Introduction
The Trusts of Land and Appointment of Trustees Act 1996 (TOLATA) reformed the law governing co-owned land by replacing the rigid structure of the Law of Property Act 1925 with a more flexible framework. Section 15 of TOLATA guides courts when exercising their discretion under section 14 to order the sale of land held on trust. The provision lists several non-exhaustive factors that the court must consider, including the welfare of any minor who occupies or might reasonably be expected to occupy the property and the interests of any secured creditor of a beneficiary. The statement under examination asserts that these two factors receive equal treatment and argues that the welfare of minors should instead receive absolute priority. This essay critically examines the claim by analysing the legislative scheme, relevant case law, and academic commentary before concluding that the current balanced approach should be retained rather than replaced by a rigid hierarchy.
The Legislative Framework of Section 15
Section 15(1) directs the court to have regard to the intentions of the settlor, the purposes for which the property is held, the welfare of minors, and the interests of secured creditors. Subsection (3) confirms that these considerations do not exclude other relevant matters. Parliament therefore intended a flexible, fact-sensitive enquiry rather than a fixed ranking of factors. As Dixon (2016) observes, the statute deliberately avoids creating any statutory order of priority so that judges can respond proportionately to the circumstances of each case. Imposing an absolute priority for minors would depart from this legislative design and risk undermining the equitable balancing exercise that TOLATA was enacted to achieve.
Judicial Interpretation and the Balancing Exercise
Courts have consistently treated the section 15 factors as requiring a holistic assessment rather than automatic precedence for any single consideration. In Bank of Ireland Home Mortgages Ltd v Bell [2001] 2 All ER (Comm) 920, the Court of Appeal emphasised that the interests of a secured creditor remain highly significant, particularly where the loan was advanced on the security of the property. Arden LJ noted that while the welfare of children is important, it does not automatically outweigh the creditor’s commercial interest, especially when the debtor has alternative accommodation available. Similarly, in Mortgage Corporation v Shaire [2001] 1 FLR 973, Neuberger J held that the policy of protecting minors must be weighed against the broader policy of upholding security of title for lenders. These decisions illustrate that equal weighting of the two factors under scrutiny allows courts to protect vulnerable family members while preserving the integrity of lending markets. An absolute priority rule would have produced different outcomes in these cases and might discourage secured lending on family homes.
Practical Implications and Policy Considerations
An absolute preference for minors would raise several practical difficulties. First, it could encourage strategic behaviour by beneficiaries seeking to frustrate legitimate enforcement action by placing children in the property. Second, mortgage lenders might respond by imposing stricter lending criteria or higher interest rates on co-owned properties to offset increased enforcement risk.
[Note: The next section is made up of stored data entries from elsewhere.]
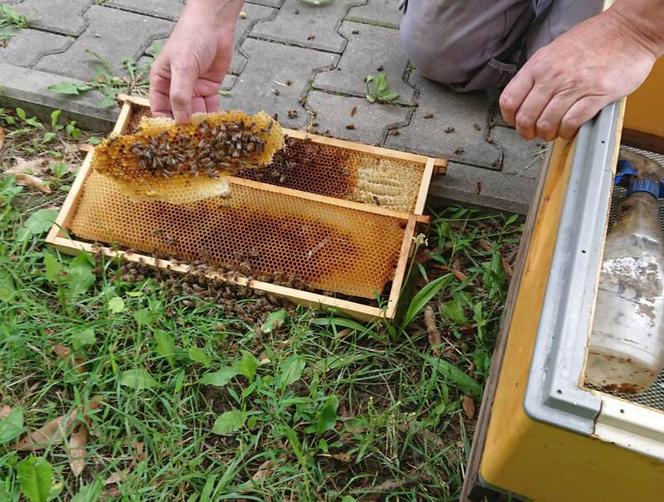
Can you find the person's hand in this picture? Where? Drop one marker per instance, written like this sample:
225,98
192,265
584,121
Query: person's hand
188,73
568,82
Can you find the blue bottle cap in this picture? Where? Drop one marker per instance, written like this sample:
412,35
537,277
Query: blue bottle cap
644,185
625,172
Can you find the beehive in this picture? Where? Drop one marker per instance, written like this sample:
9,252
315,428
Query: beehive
340,217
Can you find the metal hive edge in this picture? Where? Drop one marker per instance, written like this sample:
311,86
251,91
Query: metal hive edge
553,394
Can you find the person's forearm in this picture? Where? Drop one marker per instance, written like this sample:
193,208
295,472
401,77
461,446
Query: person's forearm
643,21
224,12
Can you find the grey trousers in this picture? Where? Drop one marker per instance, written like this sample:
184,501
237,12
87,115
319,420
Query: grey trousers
478,44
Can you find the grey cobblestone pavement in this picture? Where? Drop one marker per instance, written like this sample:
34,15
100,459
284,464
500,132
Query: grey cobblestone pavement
306,64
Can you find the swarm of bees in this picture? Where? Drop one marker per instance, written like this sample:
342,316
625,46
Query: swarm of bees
162,157
250,306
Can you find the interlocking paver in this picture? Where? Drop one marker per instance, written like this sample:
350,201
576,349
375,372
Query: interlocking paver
298,45
27,46
252,15
267,3
59,16
354,118
29,88
522,157
463,116
169,9
482,187
262,85
370,49
300,24
379,12
113,34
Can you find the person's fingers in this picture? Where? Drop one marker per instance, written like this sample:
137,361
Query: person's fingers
198,105
182,91
212,103
159,89
514,94
580,113
547,125
531,109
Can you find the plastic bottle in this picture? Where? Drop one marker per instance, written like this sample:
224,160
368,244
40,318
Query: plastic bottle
626,349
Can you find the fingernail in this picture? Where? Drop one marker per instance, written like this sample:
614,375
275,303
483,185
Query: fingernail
181,117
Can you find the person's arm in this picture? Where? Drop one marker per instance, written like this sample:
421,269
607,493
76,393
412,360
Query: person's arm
186,76
595,63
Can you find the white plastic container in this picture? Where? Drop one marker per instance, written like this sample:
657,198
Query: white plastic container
626,349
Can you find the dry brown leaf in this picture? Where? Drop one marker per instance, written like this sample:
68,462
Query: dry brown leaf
38,166
456,270
139,448
116,477
112,492
54,432
28,180
469,406
346,458
390,485
5,411
432,329
264,471
507,267
344,332
61,350
485,244
77,443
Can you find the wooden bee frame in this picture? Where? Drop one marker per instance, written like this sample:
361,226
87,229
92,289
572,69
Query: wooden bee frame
58,238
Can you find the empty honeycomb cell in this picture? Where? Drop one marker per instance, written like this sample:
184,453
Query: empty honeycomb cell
328,247
154,161
342,173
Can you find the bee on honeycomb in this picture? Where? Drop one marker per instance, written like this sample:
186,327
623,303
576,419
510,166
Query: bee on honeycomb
184,163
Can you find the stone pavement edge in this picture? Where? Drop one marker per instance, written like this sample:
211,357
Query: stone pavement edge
306,64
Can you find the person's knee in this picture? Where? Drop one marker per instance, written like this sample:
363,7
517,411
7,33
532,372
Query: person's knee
443,60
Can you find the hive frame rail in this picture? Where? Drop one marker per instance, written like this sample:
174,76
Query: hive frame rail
58,238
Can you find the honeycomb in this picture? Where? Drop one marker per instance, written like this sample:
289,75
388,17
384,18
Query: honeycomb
330,248
342,173
161,159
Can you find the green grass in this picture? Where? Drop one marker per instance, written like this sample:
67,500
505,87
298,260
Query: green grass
198,402
10,22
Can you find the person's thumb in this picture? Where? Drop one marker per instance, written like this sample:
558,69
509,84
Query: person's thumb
182,90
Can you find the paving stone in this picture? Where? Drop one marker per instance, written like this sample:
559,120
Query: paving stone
228,83
521,157
369,49
269,62
307,26
483,188
156,46
28,88
378,12
59,16
253,15
27,46
169,9
113,34
369,122
267,3
466,113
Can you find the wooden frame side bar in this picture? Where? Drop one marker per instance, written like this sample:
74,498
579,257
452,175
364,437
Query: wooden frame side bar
356,310
71,201
400,271
421,199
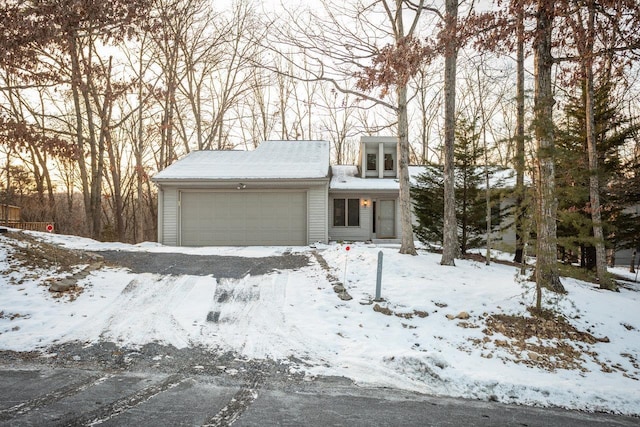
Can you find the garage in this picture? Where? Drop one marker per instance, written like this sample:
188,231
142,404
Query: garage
243,218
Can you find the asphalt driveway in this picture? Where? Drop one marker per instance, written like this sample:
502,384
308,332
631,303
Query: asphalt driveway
229,267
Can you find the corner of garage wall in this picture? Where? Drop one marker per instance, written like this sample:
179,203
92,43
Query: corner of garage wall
318,197
168,216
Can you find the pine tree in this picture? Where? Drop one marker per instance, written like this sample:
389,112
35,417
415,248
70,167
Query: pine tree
428,194
575,227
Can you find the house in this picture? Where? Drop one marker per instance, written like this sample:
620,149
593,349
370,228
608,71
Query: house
281,193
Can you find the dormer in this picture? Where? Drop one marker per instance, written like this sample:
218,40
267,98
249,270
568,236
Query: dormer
378,157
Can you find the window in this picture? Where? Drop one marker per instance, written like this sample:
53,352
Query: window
346,212
372,162
388,162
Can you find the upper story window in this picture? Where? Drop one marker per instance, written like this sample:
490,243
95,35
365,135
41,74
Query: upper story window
372,162
388,162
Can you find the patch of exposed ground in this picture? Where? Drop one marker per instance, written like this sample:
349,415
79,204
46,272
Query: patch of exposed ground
48,265
546,341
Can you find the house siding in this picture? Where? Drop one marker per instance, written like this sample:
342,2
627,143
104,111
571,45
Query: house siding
317,214
360,233
170,209
316,208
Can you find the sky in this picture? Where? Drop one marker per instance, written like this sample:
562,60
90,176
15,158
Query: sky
296,314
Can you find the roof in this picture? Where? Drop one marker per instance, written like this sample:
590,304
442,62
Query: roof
346,177
271,160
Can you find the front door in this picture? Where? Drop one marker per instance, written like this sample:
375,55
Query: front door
386,211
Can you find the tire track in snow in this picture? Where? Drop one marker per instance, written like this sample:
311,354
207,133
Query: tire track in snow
249,316
143,312
238,403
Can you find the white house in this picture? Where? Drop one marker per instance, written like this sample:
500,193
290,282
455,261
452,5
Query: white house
282,193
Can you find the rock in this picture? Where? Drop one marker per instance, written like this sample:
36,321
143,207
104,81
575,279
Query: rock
62,285
344,296
384,310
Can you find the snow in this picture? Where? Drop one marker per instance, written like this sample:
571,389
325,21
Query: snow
271,160
345,177
296,313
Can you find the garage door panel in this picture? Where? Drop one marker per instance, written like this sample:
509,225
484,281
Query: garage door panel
243,218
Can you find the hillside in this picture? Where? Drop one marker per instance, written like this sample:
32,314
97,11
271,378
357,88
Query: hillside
456,331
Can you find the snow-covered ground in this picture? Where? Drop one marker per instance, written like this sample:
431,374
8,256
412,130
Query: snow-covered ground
393,344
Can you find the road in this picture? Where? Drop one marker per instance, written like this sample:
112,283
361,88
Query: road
38,394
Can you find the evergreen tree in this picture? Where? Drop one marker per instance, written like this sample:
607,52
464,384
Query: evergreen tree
575,227
428,194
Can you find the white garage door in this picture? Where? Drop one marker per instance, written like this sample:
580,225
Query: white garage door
243,218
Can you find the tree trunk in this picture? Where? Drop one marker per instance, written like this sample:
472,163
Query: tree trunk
519,158
450,248
407,246
594,181
547,275
76,82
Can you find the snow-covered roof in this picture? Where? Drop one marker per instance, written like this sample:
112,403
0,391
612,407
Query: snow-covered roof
346,177
271,160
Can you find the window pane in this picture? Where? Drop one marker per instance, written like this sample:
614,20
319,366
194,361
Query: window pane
388,162
338,212
371,162
354,212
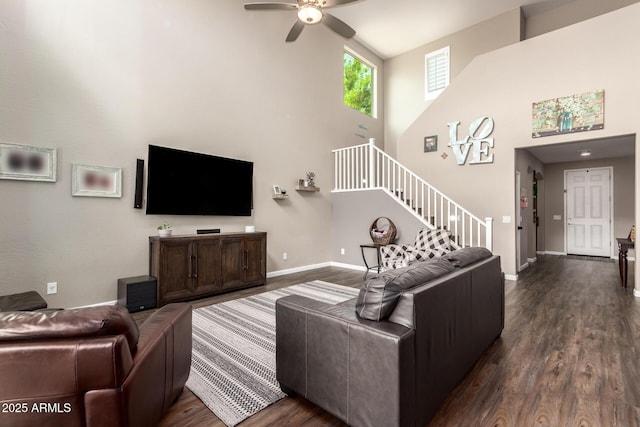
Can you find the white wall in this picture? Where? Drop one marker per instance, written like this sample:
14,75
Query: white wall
100,80
404,74
600,53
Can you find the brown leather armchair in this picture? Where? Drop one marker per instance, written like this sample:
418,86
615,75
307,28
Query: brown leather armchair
92,366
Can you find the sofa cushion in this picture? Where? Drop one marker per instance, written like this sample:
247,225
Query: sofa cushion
74,323
379,295
465,256
437,242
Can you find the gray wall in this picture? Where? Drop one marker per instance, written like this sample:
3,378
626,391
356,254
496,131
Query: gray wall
623,198
503,84
404,74
569,14
102,80
354,212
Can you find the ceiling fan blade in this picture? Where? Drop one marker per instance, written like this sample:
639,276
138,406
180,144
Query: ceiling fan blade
270,6
295,31
333,3
338,26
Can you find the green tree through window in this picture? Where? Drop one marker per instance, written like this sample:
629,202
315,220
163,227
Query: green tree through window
358,92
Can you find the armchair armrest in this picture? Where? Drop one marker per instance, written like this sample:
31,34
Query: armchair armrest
359,370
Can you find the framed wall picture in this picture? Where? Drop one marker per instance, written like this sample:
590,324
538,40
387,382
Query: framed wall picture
27,163
430,143
576,113
96,181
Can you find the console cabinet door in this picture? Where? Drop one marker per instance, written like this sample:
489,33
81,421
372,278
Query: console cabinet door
174,271
189,267
233,262
256,261
207,266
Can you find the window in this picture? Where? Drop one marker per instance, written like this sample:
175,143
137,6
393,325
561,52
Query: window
436,72
358,84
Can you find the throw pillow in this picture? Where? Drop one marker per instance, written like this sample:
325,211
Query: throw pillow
436,240
465,256
379,295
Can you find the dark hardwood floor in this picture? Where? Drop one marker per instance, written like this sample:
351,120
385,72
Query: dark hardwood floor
568,356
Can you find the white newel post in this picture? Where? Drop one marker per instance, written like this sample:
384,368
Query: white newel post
489,224
371,177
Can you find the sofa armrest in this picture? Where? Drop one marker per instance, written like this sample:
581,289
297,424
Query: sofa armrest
46,375
361,371
161,366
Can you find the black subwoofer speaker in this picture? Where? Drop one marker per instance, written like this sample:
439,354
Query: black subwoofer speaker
137,293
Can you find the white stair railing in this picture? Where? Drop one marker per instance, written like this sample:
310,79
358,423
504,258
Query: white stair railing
366,167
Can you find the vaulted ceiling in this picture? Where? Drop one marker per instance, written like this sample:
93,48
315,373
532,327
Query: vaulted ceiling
390,28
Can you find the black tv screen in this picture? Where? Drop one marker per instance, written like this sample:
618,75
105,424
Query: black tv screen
187,183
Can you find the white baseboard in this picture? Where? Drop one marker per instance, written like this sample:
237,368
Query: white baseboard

Pascoe (2008) argues that such market adjustments would ultimately harm the very families the reform seeks to protect by reducing access to affordable credit. Moreover, the welfare of minors is already addressed through other legal mechanisms, including applications under the Children Act 1989 and the inherent jurisdiction of the court. These overlapping protections reduce the necessity for an overriding priority within TOLATA disputes.
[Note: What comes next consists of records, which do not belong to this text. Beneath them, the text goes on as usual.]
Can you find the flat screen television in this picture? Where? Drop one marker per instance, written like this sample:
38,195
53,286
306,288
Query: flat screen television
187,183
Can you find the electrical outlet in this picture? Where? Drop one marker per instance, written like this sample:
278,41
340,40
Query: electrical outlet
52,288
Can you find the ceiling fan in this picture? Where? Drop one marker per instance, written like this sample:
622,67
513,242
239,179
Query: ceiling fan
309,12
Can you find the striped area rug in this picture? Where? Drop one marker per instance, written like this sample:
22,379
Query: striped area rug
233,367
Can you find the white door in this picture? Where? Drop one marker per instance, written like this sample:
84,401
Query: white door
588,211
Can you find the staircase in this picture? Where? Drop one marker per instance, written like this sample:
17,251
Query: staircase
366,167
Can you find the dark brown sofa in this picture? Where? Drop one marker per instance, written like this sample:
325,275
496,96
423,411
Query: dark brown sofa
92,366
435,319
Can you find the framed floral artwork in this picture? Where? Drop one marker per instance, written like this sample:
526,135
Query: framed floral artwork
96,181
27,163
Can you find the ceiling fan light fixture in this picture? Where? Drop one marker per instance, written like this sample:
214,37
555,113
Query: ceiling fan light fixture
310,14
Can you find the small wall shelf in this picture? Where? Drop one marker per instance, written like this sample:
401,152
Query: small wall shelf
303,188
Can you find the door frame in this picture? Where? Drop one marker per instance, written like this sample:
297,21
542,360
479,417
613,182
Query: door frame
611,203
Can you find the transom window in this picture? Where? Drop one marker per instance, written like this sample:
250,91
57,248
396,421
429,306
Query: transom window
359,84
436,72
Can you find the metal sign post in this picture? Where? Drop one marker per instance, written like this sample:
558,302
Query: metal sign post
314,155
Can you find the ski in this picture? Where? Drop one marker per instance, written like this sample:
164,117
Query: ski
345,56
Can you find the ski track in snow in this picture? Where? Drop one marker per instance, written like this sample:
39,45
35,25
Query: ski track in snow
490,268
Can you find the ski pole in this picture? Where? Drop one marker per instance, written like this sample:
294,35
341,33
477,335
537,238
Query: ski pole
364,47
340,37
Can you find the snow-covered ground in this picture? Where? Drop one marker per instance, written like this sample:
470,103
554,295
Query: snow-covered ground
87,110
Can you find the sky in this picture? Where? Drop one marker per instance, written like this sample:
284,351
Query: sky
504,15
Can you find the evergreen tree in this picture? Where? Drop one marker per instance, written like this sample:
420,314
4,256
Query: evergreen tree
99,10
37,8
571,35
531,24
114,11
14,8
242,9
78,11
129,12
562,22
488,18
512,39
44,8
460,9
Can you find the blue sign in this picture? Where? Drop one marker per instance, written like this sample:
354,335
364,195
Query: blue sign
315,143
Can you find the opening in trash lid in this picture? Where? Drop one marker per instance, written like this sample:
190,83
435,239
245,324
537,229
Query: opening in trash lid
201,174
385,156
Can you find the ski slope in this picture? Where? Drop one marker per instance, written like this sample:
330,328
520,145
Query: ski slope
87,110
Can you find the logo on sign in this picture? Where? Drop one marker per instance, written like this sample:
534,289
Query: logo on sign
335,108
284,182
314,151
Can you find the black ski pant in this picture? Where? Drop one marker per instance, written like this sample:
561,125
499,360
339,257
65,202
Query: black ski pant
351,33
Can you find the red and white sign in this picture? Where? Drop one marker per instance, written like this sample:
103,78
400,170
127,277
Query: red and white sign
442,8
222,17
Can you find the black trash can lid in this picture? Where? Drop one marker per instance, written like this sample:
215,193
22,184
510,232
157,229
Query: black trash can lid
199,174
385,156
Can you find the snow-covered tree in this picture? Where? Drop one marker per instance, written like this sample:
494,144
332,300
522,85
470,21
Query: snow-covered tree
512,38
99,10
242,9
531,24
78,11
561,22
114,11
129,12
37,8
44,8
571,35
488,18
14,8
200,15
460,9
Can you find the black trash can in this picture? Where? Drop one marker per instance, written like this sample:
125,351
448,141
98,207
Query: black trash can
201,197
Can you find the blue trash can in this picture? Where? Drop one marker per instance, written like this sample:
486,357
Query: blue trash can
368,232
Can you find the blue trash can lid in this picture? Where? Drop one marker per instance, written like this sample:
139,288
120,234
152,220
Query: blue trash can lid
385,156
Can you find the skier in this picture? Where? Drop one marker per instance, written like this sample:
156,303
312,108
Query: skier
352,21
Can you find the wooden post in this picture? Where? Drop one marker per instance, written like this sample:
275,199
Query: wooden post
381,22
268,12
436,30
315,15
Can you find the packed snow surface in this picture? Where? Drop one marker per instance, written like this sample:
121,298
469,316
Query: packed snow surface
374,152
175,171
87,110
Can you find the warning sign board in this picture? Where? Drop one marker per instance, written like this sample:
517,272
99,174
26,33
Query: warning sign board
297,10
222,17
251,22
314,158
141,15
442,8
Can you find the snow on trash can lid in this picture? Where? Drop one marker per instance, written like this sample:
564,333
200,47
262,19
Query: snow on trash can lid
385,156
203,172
Evaluation of the Proposal for Reform
While the welfare of children undoubtedly merits strong protection, elevating it to an absolute rule oversimplifies complex property disputes. A more nuanced improvements might include clearer statutory guidance on how to weigh the factors, or greater emphasis on the length of time a child has lived in the property. However, replacing the present discretionary framework with a mandatory hierarchy would sacrifice the flexibility that Parliament deliberately preserved. The current approach allows judges to consider the specific facts, such as the age of the children, the availability of alternative housing, and the reason for the creditor’s application, thereby achieving just outcomes on a case-by-case basis.
Conclusion
The statement under consideration advocates a significant change to the balancing exercise required by section 15 of TOLATA. Examination of the statute, case law, and commentary shows that the factors are deliberately placed on an equal footing to enable proportionate judicial responses. Replacing this balance with an automatic priority for minors would depart from legislative intent, create practical difficulties for lenders, and potentially reduce access to credit. The existing framework, while imperfect, better accommodates the competing interests at stake. Therefore, the proposal should not be adopted.
References
- Dixon, M. (2016) Modern Land Law. 10th edn. Abingdon: Routledge.
- Pascoe, S. (2008) ‘Section 15 of TOLATA 1996: A Flexible Friend or a Wolf in Sheep’s Clothing?’, Conveyancer and Property Lawyer, 72(2), pp. 108-126.